Asking for the moon, in my view. Here are 10 "heuristics" that try to place the theory. NB that many people stop at #1, as if this were enough. None of these points is particularly easy to track in the literature, AFAIK.
An irreducible variety V is going to be treated as a "molecule" in this theory, not an "atom". Motives are in a sense parts of varieties. If you count points over finite fields this can look combinatorial (e.g. Euler's formula for the triangulations of a sphere) but has to go a lot deeper.
In cohomology of a variety of dimension n, the top relevant dimension has to be 2n, for reasons that are easy to see over the complex numbers (real dimension), but in general have to do with topological intuitions, such as ramification taking place in codimension 2.
Grothendieck's big-scale pattern of thought involves defining a whole category at once, and understanding it by means of category-level structures and concepts. The "category of motives" is to be understood, in particular its Hom-sets. These are to be modelled on the idea of algebraic correspondence. So it's morally a category of relations.
Algebraic cycles (i): Generally in homology theory, the modern approach is to start with a very abstract definition and worry later about how to represent a class concretely.
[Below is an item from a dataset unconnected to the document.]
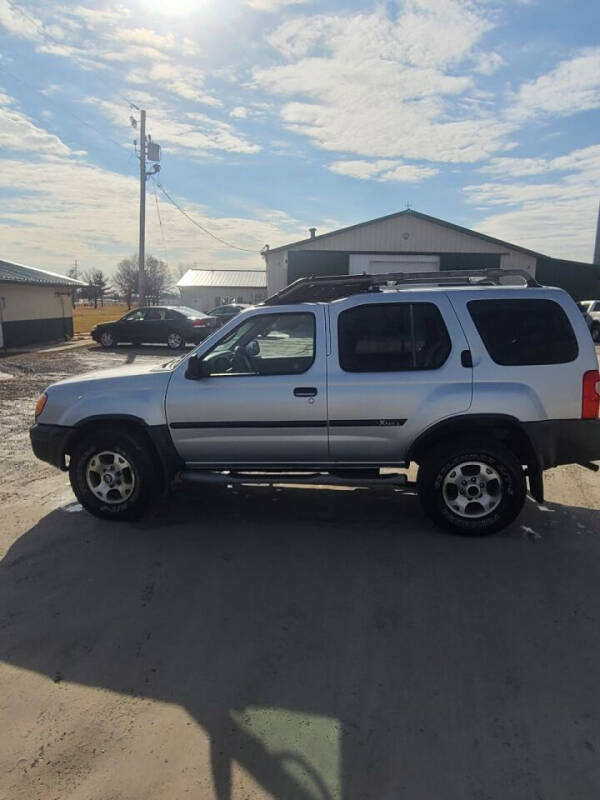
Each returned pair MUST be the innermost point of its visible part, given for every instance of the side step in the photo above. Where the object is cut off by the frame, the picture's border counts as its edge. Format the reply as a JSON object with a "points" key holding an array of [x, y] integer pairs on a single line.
{"points": [[310, 478]]}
Here the opposite approach is useful - algebraic cycles are traced on varieties by combinations of subvarieties.
Algebraic cycles (ii): Algebraic cycles need to be subject to equivalence relations, such as linear equivalence for divisors. There are significant technical issues here (vaguely replacing homotopies).
Algebraic cycles (iii): There is (or may be) a paucity of algebraic cycles. Cf. the Hodge conjecture. In other words we lack existence proofs in general.
Problem-solving (i): Assume enough about a good category of motives and you get a conditional proof of the Weil conjectures.
Problem-solving (ii): Motives can conjecturally account (coarsely, Lie algebra level) for the images of Galois representations on l-adic cohomoloycohomology.
Top-down view: Motives solve the problem of what would be the "universal Weil cohomology", at least in the best of all possible worlds.
Grothendieck's period conjecture: a concrete out-turn in transcendence theory is the conjectural upper bound for the transcendence degree of the periods of abelian varieties. Motives can "catch" enough algebraic cycles to do this.